The study presented during the recent American Society of Clinical Oncology annual meeting looked at over 1,700 cases of pelvic squamous cell carcinomas, which included penile, anal, vulvar, urethral and cervical cancers. It analyzed at the genomic level the similarities of the tumors, looking at commonalities in terms of specific mutations that are found, as well as the differences.

“This work allowed us to establish potential novel targets to treat these tumors,” said Spiess.
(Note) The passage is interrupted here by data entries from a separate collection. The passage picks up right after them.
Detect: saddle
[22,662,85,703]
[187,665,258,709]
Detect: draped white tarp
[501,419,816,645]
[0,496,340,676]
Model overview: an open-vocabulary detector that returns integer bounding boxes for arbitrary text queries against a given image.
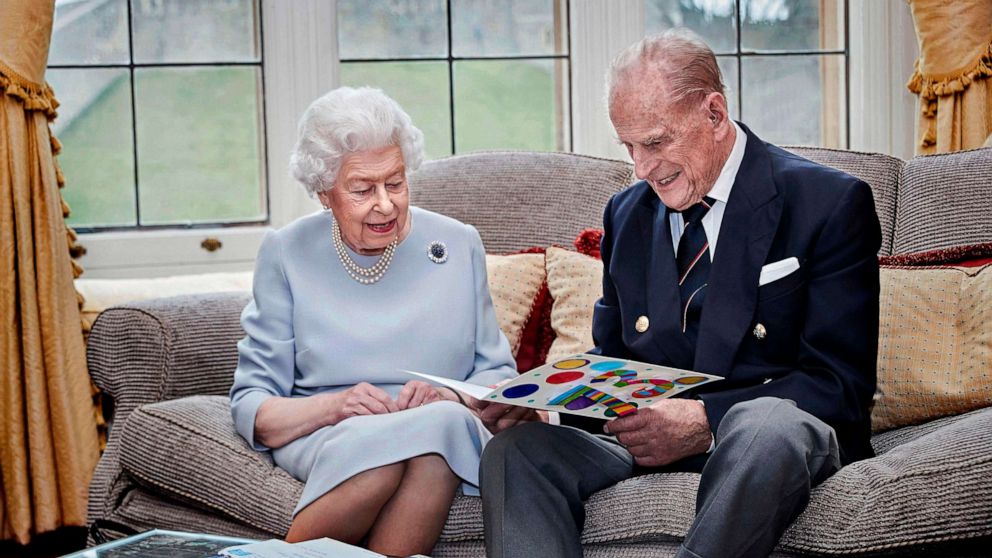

Many pelvic squamous cell carcinomas are historically associated with the human papillomavirus virus (HPV) and often lead to physicians providing similar systemic approaches among patients with advanced disease. But the data showed that in certain instances, they differed widely in genomic alterations and HPV status, leading researchers to believe that there are better treatment options for patients and these are based on using a genomic profiling-based approach most notably in tumors not responsive to conventional treatment strategies.

“We saw that urethral cancers are very different from penile cancers, and although sometimes we treat them somewhat similar in terms of chemotherapy, surgery and radiation,” said Spiess. “But they are very unique, and importantly, they have a unique genomic type of mutation, which we could use to target various novel agents and potentially improve how we care for our patients.”

Spiess says that the next evolution in oncology is defining personalized genomic signatures for these tumors. As part of a broader international collaboration with colleagues at other international cancer centers and Foundation Medicine©, he plans to explore the development of smaller clinical trials using the data from this study among other work in this area he is conducting, specifically targeting the same pathways to help ultimately improve the care of patients in the months and years to come.